Comment on Has ethernet become illegitimate? A librarian flipped out after spotting me using ethernet
Karyoplasma@discuss.tchncs.de 6 months agoYou are still citing the UDHR as it was law. It is not, so nobody needs to modify Article 21 to violate it as long as established law doesn’t recognize it.
If you really want to argue about general guidelines, the UDHR is inadequate because it’s just a draft. What you want is the International Covenant on Civil and Political Rights, which is its main successor, and is at least a treaty and also ratified by most countries in the world.
Still, ratifying a treaty still doesn’t make it established law, it’s just an obligation to implement the treaty as best as is possible into your domestic jurisdiction. Failure to do so will be met with finger-waggling at the next UN meeting, so it’s more of an apparatus of peer pressure than anything else.
coffeeClean@infosec.pub 6 months ago
I have to say I didn’t downvote you as you’ve been civil and informative so far. But I’m not sure how to cite/quote from the UDHR as though it’s not law. For me it doesn’t matter.

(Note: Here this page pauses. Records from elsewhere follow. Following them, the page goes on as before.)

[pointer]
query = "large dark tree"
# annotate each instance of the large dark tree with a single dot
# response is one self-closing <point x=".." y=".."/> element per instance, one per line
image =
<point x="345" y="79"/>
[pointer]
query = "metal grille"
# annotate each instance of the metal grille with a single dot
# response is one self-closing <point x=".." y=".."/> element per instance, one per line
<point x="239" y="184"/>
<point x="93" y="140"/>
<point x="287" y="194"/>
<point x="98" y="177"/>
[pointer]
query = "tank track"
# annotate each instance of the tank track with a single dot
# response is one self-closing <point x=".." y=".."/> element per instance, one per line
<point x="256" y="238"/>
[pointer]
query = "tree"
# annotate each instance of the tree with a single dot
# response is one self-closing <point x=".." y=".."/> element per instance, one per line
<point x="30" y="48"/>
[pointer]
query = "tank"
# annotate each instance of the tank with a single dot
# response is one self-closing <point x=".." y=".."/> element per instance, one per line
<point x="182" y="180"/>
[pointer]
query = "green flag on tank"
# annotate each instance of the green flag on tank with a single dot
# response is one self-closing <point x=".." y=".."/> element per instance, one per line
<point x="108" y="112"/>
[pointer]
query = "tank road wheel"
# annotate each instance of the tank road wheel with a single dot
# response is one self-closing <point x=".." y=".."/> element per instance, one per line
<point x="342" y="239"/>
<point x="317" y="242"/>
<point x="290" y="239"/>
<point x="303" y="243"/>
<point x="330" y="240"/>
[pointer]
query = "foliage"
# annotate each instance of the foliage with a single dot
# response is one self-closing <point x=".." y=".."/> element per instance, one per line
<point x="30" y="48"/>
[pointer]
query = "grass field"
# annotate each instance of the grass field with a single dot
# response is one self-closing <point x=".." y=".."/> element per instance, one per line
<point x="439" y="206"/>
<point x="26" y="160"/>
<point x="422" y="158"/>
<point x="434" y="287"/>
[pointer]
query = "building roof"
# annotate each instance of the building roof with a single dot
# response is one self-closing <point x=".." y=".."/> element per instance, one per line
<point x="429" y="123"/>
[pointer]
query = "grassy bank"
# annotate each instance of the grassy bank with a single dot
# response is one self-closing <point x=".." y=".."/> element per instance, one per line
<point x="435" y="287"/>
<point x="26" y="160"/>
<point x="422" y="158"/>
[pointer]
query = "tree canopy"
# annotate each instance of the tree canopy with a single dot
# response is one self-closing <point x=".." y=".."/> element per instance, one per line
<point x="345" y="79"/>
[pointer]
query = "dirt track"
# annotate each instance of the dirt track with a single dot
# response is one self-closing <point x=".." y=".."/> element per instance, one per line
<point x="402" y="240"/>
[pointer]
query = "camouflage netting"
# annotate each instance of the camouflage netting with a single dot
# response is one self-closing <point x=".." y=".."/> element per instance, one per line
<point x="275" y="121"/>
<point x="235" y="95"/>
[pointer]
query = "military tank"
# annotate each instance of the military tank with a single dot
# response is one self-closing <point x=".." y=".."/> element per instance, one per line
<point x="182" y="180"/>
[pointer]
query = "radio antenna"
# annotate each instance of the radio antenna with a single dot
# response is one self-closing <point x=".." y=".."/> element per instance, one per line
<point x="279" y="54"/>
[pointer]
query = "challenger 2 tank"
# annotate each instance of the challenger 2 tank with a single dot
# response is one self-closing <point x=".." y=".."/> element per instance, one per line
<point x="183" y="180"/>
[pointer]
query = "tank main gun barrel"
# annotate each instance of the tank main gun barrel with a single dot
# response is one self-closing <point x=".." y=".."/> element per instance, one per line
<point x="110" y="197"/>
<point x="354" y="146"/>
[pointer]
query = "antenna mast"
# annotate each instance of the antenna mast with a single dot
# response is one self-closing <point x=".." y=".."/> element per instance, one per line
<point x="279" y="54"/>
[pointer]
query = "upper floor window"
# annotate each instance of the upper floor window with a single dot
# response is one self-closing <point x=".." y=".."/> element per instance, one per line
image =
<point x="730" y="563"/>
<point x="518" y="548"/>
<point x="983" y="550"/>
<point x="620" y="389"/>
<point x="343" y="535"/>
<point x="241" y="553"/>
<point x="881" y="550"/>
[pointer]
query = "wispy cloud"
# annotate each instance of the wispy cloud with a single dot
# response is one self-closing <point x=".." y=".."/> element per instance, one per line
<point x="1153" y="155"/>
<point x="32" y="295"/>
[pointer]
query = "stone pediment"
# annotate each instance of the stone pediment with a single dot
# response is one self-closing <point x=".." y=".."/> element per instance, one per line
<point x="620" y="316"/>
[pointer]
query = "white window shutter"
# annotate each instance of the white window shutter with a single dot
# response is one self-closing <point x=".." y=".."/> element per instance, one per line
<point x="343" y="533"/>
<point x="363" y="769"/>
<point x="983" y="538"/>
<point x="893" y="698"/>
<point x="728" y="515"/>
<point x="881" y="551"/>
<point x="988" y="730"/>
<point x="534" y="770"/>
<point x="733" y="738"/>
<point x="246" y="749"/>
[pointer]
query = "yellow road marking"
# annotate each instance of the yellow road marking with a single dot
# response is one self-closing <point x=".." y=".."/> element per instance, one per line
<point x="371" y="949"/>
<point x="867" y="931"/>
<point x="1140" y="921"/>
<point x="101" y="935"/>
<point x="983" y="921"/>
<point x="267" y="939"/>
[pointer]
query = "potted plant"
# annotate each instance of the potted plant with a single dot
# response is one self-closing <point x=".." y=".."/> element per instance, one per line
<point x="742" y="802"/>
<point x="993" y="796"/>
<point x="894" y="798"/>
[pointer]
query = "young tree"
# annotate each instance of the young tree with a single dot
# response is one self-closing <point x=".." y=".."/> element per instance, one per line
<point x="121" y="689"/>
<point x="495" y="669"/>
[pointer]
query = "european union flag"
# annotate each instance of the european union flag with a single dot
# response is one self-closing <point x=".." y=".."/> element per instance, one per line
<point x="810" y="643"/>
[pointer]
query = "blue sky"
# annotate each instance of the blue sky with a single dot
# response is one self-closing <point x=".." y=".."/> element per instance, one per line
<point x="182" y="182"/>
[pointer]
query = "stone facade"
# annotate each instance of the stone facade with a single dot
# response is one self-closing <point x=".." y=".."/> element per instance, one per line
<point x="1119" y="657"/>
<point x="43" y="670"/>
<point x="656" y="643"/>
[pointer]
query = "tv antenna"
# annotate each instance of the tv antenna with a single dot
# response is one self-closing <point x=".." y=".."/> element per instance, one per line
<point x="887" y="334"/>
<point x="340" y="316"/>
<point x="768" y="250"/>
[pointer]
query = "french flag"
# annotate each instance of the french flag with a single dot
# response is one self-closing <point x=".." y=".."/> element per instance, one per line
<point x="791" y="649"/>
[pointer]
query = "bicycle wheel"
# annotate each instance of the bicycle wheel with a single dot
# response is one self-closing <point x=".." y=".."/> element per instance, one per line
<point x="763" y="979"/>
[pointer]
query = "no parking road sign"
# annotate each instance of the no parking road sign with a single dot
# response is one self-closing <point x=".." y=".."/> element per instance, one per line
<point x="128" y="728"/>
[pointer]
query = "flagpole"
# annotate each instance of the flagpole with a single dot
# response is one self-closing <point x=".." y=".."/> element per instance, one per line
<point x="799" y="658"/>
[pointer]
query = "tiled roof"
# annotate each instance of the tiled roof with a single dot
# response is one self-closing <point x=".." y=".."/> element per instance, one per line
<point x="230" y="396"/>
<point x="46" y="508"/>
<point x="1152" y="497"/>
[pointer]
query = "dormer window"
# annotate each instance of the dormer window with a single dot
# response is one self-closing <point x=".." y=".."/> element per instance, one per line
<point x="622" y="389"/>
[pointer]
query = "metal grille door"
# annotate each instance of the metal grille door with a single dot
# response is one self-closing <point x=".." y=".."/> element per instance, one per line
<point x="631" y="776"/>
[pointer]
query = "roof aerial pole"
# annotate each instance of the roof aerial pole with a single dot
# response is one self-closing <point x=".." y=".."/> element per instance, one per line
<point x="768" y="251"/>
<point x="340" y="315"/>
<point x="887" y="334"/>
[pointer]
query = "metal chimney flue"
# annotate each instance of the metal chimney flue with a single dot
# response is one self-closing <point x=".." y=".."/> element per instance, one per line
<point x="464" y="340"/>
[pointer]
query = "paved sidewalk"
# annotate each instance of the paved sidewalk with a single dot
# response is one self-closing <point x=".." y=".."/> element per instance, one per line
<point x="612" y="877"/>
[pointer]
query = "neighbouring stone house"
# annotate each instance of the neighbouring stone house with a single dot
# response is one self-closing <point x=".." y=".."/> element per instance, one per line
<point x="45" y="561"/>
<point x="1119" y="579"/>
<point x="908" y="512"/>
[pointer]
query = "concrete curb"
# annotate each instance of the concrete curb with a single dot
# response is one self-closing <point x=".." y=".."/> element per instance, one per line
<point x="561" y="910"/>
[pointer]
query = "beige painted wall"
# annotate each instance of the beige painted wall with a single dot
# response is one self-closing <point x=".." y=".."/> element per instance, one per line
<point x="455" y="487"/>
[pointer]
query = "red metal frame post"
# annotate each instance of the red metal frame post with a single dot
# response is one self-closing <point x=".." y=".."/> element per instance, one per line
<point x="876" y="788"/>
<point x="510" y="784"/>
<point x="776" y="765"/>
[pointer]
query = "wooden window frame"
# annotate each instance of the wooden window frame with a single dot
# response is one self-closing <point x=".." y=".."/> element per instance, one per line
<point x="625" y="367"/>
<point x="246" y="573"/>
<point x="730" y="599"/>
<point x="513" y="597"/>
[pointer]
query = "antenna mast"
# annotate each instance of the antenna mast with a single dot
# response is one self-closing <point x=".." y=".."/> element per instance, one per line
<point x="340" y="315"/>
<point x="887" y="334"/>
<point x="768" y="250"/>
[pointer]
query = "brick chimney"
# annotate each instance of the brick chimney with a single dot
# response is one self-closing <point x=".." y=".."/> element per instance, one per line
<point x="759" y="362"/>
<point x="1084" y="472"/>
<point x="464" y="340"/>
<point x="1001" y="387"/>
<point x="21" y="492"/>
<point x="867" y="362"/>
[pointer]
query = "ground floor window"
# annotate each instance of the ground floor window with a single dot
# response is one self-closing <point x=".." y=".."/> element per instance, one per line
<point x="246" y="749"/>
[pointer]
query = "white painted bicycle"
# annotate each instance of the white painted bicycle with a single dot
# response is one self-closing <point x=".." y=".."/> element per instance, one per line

From where I sit, many nations signed the UDHR because it has principles worthy of being held in high regard. When the principles are violated outside the context of an enforcement body, the relevance of legal actionability is a separate matter. We are in a forum where we can say: here is a great idea for how to treat human beings with dignity and equality, and here that principle is being violated. There is no court in the loop. Finger wagging manifests from public support and that energy can make corrections in countless ways.
I guess I’m not grasping your thesis. Are you saying that if a solid national law was not breached, then it’s not worthwhile to spotlight acts that undermine the UDHR principles we hold in high regard?